House prices in France are set to fall gradually for up to the next 10 years, according to two French economists.
In a recently published book that has attracted considerable interest in France, economists Jean-Luc Buchalet and Christophe Prat claim that the era of rising house prices in France is over.
The authors state that, over the long term, the single most important structural factor that determines house prices is the evolution in household incomes.
Until the late 1990s there was a strong correlation between the incomes and house prices in France. However, with the arrival of the new millennium that relationship snapped.
Between 1998 and 2011, house prices in France rose by an average of 161% (278% in Paris), considerably outstripping the growth of 31% in household incomes.
This gap between house prices and household incomes has only been managed by the growing indebtedness of households and favourable credit conditions.
In particular, interest rates have been low, banks have increased the duration of loans, and the level of the deposit required to obtain a mortgage loan has been reduced.
The authors claim that 42% of the growth in house prices can be explained by the increased mortgage capacity arising from low interest rates, that 45% is due to the increased term of mortgages, and 35% to the growth in household incomes, a total of 122%.
The balance of 39% corresponds to fiscal incentives offered by successive governments and by speculation about the rise in prices from existing owners.
These favourable credit conditions have also been assisted by demographic factors, with a growth in the population over the past forty years of 0.6% per year.
This growth has been accompanied by a population whose predominant age profile (20-59 years) has meant that they have had a propensity to be net buyers rather than sellers of property.
Winds of Change
These factors will no longer be present in the future due to:
i. A toughening in credit conditions - Although mortgage interest rates in France remain historically low (the best under 3%) the authors consider the era of easy credit will not continue, due in large measure to banking reforms introduced throughout Europe. There are already signs rates will increase towards the end of 2014 into 2015.
Banks already appear to be applying stricter rules on granting credit, with most now demanding a respectable deposit and evidence of good security of employment.
ii. Lower household income growth - Unemployment levels in France are likely to remain around 10% for the foreseable future, and there has been a stagnation, even reduction, in living standards.
iii. A changing demographic profile - Since 2005, there has been an increase in the percentage of older persons in the population, who, beyond the age of 60 years of age, become net sellers of property. As the number of sellers is greater than the number of buyers, this will lead to a dampening of house price growth.

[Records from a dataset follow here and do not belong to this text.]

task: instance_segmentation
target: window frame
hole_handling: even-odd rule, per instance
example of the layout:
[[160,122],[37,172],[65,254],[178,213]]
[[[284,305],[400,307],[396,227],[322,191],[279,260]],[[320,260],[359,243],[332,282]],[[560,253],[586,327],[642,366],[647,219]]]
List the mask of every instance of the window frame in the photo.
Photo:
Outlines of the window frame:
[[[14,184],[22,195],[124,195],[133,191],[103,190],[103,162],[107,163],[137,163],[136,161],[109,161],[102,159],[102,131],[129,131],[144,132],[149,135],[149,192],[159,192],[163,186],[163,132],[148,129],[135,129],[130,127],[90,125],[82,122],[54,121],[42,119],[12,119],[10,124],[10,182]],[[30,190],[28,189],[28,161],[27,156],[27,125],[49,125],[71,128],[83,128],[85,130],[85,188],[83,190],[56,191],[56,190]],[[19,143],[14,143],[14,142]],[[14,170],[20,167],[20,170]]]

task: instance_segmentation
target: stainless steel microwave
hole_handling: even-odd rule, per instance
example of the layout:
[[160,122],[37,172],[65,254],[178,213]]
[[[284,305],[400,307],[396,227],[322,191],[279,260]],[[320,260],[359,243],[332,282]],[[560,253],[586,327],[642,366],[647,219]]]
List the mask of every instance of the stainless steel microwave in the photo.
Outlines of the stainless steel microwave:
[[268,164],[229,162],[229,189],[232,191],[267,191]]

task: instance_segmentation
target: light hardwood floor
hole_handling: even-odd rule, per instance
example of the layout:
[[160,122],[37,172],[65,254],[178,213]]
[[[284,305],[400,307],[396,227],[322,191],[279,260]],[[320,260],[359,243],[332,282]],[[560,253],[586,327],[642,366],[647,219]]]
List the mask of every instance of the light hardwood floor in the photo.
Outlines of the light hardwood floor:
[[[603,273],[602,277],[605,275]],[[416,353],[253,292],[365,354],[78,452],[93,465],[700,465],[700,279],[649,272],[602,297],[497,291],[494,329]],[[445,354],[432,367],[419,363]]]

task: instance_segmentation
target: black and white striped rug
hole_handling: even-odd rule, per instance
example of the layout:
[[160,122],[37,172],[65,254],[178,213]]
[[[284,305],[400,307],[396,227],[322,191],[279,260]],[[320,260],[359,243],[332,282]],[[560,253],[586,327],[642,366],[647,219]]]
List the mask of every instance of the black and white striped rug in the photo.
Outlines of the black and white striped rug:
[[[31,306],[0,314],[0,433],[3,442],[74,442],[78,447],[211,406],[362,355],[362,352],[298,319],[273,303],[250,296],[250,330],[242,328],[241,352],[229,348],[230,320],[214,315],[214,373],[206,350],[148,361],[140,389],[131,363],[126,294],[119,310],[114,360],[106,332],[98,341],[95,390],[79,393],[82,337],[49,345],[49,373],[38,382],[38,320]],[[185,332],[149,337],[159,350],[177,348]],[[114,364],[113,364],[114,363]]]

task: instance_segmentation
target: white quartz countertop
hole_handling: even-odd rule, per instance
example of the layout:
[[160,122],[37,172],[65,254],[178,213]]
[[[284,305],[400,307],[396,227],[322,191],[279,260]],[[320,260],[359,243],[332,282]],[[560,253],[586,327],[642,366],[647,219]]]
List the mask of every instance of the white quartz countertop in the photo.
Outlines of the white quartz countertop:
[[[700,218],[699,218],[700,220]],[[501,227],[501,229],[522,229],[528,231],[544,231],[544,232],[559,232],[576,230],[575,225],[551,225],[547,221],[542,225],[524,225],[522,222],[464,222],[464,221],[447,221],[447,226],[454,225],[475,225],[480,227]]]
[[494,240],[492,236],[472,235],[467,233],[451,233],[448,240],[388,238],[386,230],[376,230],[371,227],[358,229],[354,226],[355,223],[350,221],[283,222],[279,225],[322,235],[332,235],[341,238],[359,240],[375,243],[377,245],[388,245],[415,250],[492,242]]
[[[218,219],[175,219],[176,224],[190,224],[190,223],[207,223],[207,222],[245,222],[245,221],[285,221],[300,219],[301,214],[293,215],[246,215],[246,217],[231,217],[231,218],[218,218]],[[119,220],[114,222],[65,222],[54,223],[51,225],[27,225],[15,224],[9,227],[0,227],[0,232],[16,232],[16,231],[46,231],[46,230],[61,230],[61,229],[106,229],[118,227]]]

The authors state that the explosion in the number of small households that also contributed to the demand for housing in the past will no longer be present, with projections showing the average household size increasing from 2.3 persons per household in 2009 to between 2.4 and 2.8 in 2030.
iv. A reduction in fiscal incentives - Since the 1960s the housing market in France has been substantially underpinned by a range of fiscal incentives, notably those relating to new construction. These incentives have been considerably reduced in recent years, and it is unlikely there will be new or improved fiscal relief.
Although the argument is regularly advanced in France that the price growth over the past 15 years has been due to a shortage of new build construction, this is not a viewpoint accepted by the authors.
They argue that between 1960 and 1990 the level of new homes built was in excess of the increase in the number of households and that since this time it has remained almost in line with household growth.
For Buchalet and Prat the problem is not a shortage of homes, but an inability by many households to obtain access to housing; a lack of creditworthiness, not a lack of construction.
Scale of Fall
The authors do not believe that under normal circumstances there will be a housing market crash in France, unlike in Spain or the USA.
One of the most important factors underpinning the relative stability of the market is the comparatively low level of indebtedness of French households, one of the lowest in Europe.
In addition, despite the relaxation in lending criteria, mortgage rules in France remain one of the strictest in Europe.
Accordingly, their forecast is for an 'inevitable' but gradual fall of between 20% to 35% over the next five to ten years, depending on the type of property and geographic area.
That translates to a fall in prices of between 3% to 5% a year, figures that have already started to manifest themselves across the country.
The thesis by Buchalet and Prat is not a new one, for the economist Jacques Friggit, based in the research department at the French Ministry of the Environment has been saying much the same thing for several years. Economists at Credit Agricole and HSBC have also lent their support to such an idea.
Perhaps one of the biggest problems with it is that it relies heavily on the official statistics in the movement of house prices, which, in our view, almost certainly under-estimates the fall in the price of rural properties in France that has taken place over the past five years.
Likewise, in measuring the dissonance between incomes and prices, there is an urban perspective about it all, drawing heavily on the 'average' figures from Paris and other major conurbations.
Within many rural areas of France a somewhat different picture emerges, for the disparities that the authors highlight is less prevalent.
That being the case, it is arguable that in some parts of the country, and for certain types of property, the forecast of the economists may well be a little out of date, for a substantial correction seems to have already taken place.
As we have said many times in these pages, like most other countries, France is a country of micro-markets, where few generalisations apply.